I tried the above codes, but got these errors. Not sure if I'm using it right.
A few simple steps. First you need to read your data file, into an array of cells. once you have your list of lists or rows of entry ( what ever you want to call them ) you need to collect all the observations for each month and take the average of each collection. Here I have implemented a simple buckets class to facilitate the aggregation of pressures into groups my months and provide the mean for each group. Lastly I plotted the result with matplotlib.
def readData(fn):
fh = open(fn)
lines = fh.read().split("\n")
ret = [k.split(" ") for k in lines[1:]]
fh.close()
return(ret)
class buckets:
def __init__(self):
self.data = {}
def add(self,key,value):
if not(key in self.data.keys()):
self.data[key]=[]
self.data[key].append(value)
def getMean(self,key):
nums = []
for k in range(0,len(self.data[key])):
try:
nums.append(self.data[key][k])
except:
pass
return(sum(nums)/float(len(nums)))
def keys(self):
return(self.data.keys())
import matplotlib
import numpy as np
data = readData("data.txt")
container = buckets()
for k in data:
print(k)
container.add(k[0].split("/")[0],float(k[1]))
histoBars = []
histoTicks = [int(k) for k in list(container.keys())]
histoTicks.sort()
histoTicks = [str(k) for k in histoTicks]

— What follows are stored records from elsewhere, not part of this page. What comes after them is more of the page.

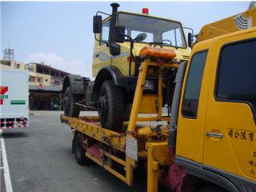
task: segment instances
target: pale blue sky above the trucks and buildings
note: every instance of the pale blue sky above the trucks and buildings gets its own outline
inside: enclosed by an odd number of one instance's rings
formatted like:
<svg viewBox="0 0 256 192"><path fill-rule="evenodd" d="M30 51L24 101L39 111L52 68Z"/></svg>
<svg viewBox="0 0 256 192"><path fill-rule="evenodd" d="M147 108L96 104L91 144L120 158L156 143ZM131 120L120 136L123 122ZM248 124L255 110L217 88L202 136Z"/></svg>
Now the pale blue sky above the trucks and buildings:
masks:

x = np.arange(len(histoTicks))
for k in histoTicks:
histoBars.append(container.getMean(k))
print(len(histoBars))
print(len(histoTicks))
import matplotlib.pyplot as plt
print(histoBars)
print(histoTicks)
fig, ax = plt.subplots()
plt.bar(x, histoBars)
plt.xticks( x, histoTicks )
plt.show()
A last quick note, I'm not really sure what data format your file is, it looked like the 2 columns were seperated by 7 spaces but then one of the samples only had 6, so you might have to change the delimiter or clean the table to make sure all the rows read without error.